Этот вопрос был полон смысла, и не только потому, что он косвенно обозначал бесконечность разнообразия людских типажей, которым воинская дисциплина придала кажущееся единообразие. Он подразумевал также, что уж на сегодняшний-то день мирная жизнь вычеркнута из реальности, во всяком случае в их отношении, и существует лишь в мизерном виде, да и то в тылах сражающейся армии. С практической точки зрения она ничего не значит, и нет смысла принимать ее во внимание. Люди вернулись на более примитивную ступень развития, превратились в ночных хищников, стаей гоняющих то одного, то другого, и эта одинаковость была проявлением их собственной природы, а не порождением воинской дисциплины.

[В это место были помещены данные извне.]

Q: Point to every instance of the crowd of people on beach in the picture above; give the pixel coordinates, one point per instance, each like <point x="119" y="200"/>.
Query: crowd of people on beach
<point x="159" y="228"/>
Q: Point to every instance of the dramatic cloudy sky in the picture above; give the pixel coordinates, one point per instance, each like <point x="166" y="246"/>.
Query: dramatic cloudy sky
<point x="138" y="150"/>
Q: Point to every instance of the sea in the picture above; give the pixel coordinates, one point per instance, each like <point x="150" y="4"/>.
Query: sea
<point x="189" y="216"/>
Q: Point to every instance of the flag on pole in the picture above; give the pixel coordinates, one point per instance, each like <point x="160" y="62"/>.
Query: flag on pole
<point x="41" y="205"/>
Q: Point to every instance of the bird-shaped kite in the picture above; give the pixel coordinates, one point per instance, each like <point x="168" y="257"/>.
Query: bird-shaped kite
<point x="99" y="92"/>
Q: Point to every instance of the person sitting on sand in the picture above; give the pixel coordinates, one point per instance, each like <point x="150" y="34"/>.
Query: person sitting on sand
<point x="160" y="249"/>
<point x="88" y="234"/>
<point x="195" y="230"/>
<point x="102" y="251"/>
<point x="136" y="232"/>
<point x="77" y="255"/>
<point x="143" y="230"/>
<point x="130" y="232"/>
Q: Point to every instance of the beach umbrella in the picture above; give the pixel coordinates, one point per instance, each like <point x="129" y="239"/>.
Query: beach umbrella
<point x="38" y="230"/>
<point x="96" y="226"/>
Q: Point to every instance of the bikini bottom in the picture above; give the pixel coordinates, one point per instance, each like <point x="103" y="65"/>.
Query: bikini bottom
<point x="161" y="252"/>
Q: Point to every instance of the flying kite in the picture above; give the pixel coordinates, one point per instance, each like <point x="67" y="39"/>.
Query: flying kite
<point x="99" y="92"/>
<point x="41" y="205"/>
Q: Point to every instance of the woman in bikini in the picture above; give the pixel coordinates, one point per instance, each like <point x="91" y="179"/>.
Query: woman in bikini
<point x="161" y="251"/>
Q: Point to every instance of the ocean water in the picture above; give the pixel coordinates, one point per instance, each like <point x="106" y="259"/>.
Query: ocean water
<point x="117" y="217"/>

В этом и состояла запредельная правда войны: она сдирала с человека светские покровы и ставила перед фактом, таким же явным и неумолимым, как и сам человек. Но когда полк поредел настолько, что не мог далее расцениваться как войсковая часть и был выведен с переднего края для переформирования, индивидуальность личности вновь начала заявлять о себе. Давление противостоящей силы больше не действует, и пока штатная структура не будет восстановлена, дисциплина неизбежно падает. Болезненная вспыльчивость, безрезультатно кипевшая и порой вырывавшаяся наружу, пока еще безобидная там, в переполненном вагоне, уже была симптомом. Берн, которому хотя и повезло сидеть на полу, дышать свежим воздухом и нянчиться со своей пораненной пяткой, был взвинчен и озлоблен не меньше других.